This study shows that different types of controlled linear stretch can elicit activation in heart tissue, much like electrical stimulation. Specifically, mechanical activation thresholds decreased significantly with longer coupling intervals, greater rates of rise, and greater baseline stretch. No significant effect of stretch duration was found over the range tested.

Width of stretch pulse does not change mechanical threshold. Although the strength-duration relation shown in Fig. 4 does not indicate any change over the range of values tested, this result is similar to electrical strength-duration relations. In isolated frog ventricular myocytes, the strength-duration relation increases significantly in threshold only at values <5 ms (48). In dogs, the electrical strength-duration relation increases in threshold only at durations less than ~10 ms (39). These shorter durations were not possible to attain in our experiments due to mechanical limitations. The analogy between mechanically derived and electrically derived strength-duration relations has not been shown previously. However, volume pulses applied during the relative refractory period of Langendorff-perfused dog hearts are less likely to induce a contraction when the duration of the volume pulse is decreased from 500 to 50 ms (23).

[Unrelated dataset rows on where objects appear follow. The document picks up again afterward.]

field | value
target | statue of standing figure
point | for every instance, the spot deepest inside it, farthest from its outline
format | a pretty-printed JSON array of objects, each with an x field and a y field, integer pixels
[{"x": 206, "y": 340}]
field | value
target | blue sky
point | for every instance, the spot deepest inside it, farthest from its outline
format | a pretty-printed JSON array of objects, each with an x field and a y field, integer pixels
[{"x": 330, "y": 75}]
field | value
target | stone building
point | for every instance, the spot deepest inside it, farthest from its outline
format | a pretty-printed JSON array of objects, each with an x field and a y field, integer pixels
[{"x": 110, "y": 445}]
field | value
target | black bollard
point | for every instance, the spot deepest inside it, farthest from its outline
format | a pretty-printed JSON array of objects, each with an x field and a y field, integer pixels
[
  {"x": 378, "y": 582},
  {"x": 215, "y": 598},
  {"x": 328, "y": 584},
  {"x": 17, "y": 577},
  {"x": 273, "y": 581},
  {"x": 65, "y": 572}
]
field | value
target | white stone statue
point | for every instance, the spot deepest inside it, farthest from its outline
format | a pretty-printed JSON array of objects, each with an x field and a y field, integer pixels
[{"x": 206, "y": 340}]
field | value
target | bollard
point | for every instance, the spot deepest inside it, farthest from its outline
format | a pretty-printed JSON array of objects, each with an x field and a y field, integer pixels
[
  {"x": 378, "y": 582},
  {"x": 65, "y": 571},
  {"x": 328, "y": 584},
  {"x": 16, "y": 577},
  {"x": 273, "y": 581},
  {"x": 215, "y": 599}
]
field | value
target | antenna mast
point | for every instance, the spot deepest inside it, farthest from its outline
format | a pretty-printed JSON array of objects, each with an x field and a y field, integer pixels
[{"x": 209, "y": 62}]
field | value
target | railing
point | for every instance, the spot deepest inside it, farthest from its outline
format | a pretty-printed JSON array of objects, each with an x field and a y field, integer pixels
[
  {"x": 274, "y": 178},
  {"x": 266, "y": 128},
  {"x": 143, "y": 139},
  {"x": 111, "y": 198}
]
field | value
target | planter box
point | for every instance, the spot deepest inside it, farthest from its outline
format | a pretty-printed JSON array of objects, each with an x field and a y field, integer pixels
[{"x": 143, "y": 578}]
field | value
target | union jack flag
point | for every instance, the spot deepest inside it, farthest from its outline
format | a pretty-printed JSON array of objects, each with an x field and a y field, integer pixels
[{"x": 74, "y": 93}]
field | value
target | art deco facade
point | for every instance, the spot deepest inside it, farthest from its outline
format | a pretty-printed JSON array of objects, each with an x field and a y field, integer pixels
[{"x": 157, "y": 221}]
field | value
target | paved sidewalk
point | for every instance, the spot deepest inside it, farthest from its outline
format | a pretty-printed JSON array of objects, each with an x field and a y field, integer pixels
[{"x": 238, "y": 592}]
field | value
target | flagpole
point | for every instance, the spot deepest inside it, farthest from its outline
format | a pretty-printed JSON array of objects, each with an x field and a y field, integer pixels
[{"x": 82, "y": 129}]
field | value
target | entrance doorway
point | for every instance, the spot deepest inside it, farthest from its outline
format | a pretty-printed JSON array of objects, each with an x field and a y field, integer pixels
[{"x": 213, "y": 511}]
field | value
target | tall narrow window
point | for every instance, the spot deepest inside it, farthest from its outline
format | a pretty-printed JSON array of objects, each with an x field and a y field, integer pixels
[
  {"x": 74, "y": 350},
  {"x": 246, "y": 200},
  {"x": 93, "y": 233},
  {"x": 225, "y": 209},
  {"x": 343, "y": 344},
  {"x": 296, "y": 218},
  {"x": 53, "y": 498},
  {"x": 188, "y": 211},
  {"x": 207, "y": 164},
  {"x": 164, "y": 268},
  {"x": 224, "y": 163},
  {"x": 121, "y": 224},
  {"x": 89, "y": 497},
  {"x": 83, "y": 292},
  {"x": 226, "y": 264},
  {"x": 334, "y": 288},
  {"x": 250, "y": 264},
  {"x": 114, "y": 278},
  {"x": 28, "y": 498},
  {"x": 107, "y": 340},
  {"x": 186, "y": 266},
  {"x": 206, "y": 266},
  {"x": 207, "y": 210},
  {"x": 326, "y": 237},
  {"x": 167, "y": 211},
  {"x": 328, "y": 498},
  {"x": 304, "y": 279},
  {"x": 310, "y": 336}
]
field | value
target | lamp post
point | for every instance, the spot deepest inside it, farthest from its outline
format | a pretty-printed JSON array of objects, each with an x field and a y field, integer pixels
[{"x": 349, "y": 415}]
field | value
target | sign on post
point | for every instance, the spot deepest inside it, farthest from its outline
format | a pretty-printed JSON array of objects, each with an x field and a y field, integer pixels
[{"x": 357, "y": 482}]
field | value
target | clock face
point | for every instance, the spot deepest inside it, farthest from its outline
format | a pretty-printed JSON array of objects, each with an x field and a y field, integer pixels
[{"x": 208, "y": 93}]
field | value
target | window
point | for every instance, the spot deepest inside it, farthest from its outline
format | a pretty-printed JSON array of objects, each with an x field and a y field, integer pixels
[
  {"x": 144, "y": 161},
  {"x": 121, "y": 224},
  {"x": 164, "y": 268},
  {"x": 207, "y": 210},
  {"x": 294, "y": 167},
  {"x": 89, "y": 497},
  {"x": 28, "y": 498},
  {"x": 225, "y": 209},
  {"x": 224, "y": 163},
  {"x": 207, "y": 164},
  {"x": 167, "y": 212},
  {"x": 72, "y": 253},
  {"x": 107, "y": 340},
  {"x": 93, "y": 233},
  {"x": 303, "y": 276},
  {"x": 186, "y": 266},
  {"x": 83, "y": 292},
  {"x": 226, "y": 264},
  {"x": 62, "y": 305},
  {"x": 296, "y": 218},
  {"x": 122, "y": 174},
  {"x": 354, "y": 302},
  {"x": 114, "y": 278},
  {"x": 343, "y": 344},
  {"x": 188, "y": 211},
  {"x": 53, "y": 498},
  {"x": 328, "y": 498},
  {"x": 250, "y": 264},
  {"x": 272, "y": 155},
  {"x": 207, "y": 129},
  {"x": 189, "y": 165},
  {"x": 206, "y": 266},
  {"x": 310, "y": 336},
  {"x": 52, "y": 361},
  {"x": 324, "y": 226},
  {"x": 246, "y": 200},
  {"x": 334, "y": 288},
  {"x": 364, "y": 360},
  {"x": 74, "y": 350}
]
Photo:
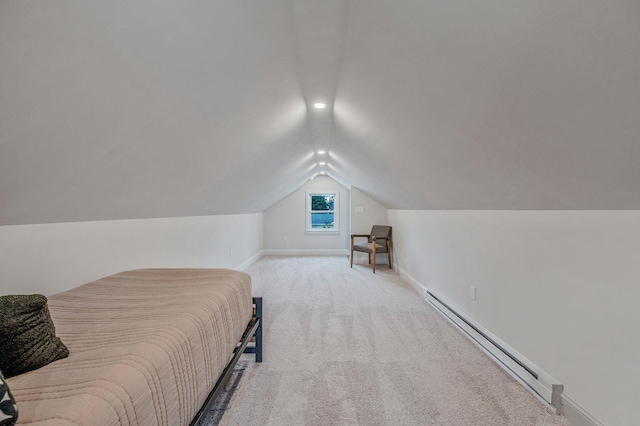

Faster stretch pulses activate tissue more easily. The speed of stretch experiments (Fig. 5) shows that pulses with greater rates of rise and fall make activation easier. One possible explanation of this result is that slower pulses may allow time for sodium channels to inactivate, making the tissue less excitable. Another explanation is that slow pulses might allow stretch-sensitive membrane currents to inactivate (22, 24), although Sasaki et al. (44) showed that stretch-activated currents recorded from guinea pig myocytes are constant over several seconds. One possible complication of our strength-speed experiments is that pulses with slower slopes can be viewed as having a longer effective duration. However, we have already shown that the effect of increasing the width of the pulse is insignificant at widths >50 ms (Fig. 4).

Experiments by Franz et al. (16, 53) on Langendorff-perfused rabbit ventricles are less clear in analogous studies of the rates of rise and fall of a volume pulse. Their earlier results showed that as the rate of rise of a volume pulse increased from 1 to 10 ml/s, the probability of eliciting an activation increased (16). However, more recent results are somewhat contradictory and show that the effect of a volume pulse on an electrically elicited action potential recorded via a monophasic action potential electrode depends on the amplitude of the pulse, irrespective of the rates of rise and fall (53). Because these stretches were applied while the tissue was refractory, we cannot easily extrapolate to how these pulses would cause activation at rest in the nonlinear heart tissue; therefore, these findings do not necessarily contradict our results.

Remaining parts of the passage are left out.